One of the newest items this year is Japanese-themed place mats. There also is a wreath available crafted from the pages of a Japanese book.

In all, there will be nearly 800 pieces for sale.

Miyazaki said she and the other women enjoy making the crafts and having the opportunity to share their culture with their American “neighbors.”

This marks the 24th year for Sakura Helping Hands to have a booth at the Oktoberfest, which is celebrating its 44th anniversary.

Oktoberfest transforms downtown Seymour into a street carnival complete with rides, games, entertainment, contests, crafts, a beer garden and lots of food.

The Japanese booth is a popular stop for many festivalgoers, many of whom come every year to purchase something different to add to their collections at home, Miyazaki said.

Members of Sakura Helping Hands are the wives of Japanese men who are here working at local industries, such as Aisin and Seymour Tubing.

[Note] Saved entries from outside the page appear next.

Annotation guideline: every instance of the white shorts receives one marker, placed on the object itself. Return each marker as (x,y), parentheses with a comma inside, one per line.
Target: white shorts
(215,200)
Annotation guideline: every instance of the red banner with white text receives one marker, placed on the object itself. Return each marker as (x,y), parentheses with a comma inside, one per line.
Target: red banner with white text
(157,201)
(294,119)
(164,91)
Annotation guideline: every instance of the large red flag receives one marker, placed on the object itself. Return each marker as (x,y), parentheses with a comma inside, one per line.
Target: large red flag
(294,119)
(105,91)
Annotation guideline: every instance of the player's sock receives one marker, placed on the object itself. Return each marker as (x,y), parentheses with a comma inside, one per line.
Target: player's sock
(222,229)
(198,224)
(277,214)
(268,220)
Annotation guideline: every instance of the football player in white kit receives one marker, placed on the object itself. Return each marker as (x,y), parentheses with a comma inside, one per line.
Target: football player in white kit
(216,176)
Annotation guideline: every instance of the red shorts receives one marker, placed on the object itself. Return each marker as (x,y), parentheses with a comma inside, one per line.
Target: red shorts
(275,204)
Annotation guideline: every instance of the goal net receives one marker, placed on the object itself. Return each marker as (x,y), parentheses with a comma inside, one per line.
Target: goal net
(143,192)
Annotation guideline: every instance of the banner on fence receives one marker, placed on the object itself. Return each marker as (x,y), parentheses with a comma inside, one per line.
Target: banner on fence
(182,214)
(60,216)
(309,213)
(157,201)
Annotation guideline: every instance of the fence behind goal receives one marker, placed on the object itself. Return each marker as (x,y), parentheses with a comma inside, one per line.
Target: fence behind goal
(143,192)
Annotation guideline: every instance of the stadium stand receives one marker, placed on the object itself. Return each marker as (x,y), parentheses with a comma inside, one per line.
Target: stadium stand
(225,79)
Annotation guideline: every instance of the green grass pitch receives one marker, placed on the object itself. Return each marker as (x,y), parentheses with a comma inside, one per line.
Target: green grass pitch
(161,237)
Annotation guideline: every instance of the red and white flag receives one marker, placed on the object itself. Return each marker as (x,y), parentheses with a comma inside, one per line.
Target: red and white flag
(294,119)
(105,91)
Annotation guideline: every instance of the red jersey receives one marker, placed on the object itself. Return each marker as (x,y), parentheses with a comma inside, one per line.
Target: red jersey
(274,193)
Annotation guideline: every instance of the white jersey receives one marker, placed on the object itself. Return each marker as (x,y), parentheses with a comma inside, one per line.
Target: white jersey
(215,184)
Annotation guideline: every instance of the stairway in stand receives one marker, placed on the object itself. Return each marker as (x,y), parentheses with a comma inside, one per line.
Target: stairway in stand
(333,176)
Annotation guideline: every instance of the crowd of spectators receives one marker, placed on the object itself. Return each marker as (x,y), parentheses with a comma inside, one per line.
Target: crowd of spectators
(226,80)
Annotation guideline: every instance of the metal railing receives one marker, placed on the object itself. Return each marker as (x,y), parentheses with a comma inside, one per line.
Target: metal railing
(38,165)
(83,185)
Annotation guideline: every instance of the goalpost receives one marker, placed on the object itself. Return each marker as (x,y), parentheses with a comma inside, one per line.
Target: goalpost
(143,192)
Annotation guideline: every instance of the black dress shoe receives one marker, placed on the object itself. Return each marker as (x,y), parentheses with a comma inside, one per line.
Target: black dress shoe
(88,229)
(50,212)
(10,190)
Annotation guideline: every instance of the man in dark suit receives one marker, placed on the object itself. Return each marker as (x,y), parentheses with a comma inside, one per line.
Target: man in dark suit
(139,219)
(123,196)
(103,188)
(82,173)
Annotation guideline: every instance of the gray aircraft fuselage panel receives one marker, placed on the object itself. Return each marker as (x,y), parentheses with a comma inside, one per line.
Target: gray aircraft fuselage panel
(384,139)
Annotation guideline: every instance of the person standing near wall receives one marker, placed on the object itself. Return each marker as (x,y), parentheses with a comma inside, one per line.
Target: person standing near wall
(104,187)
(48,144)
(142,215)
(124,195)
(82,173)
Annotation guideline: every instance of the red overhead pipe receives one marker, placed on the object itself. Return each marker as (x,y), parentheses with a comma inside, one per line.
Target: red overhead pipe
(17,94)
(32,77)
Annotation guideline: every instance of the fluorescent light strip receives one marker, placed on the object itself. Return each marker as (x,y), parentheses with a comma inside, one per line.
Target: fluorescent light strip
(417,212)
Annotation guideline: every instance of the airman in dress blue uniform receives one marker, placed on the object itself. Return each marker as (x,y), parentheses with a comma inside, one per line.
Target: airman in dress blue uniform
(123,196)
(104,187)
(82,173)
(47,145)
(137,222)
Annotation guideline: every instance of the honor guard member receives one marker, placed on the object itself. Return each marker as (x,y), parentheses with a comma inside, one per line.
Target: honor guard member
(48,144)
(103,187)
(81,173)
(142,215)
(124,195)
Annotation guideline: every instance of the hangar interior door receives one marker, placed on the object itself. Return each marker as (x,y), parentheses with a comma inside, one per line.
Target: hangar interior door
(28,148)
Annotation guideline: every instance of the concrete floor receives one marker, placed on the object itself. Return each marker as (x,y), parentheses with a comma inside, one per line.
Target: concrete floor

Typically, they live here for a year at a time and then travel back to Japan.

Working at the booth also allows the women to interact and converse with people to practice their English.

Each year, proceeds from the group’s booth are donated to nonprofit organizations in the community, such as Seymour Community Schools, Jackson County Public Library, Read Jackson County, Schneck Medical Center and Seymour Parks and Recreation Department.

Last year, the group donated $2,500 to the city of Seymour, and that was to be used to purchase cherry blossom trees to plant downtown.

If you go

What: Sakura Helping Hands Oktoberfest craft booth

When: 11 a.m. to 10:30 p.m. Thursday, Friday and Saturday

Where: Corner of Chestnut and Third streets near Seymour City Hall

Proceeds benefit various local causes, including Seymour Community Schools, Jackson County Public Library, Read Jackson County, Schneck Medical Center and Seymour Parks and Recreation Department.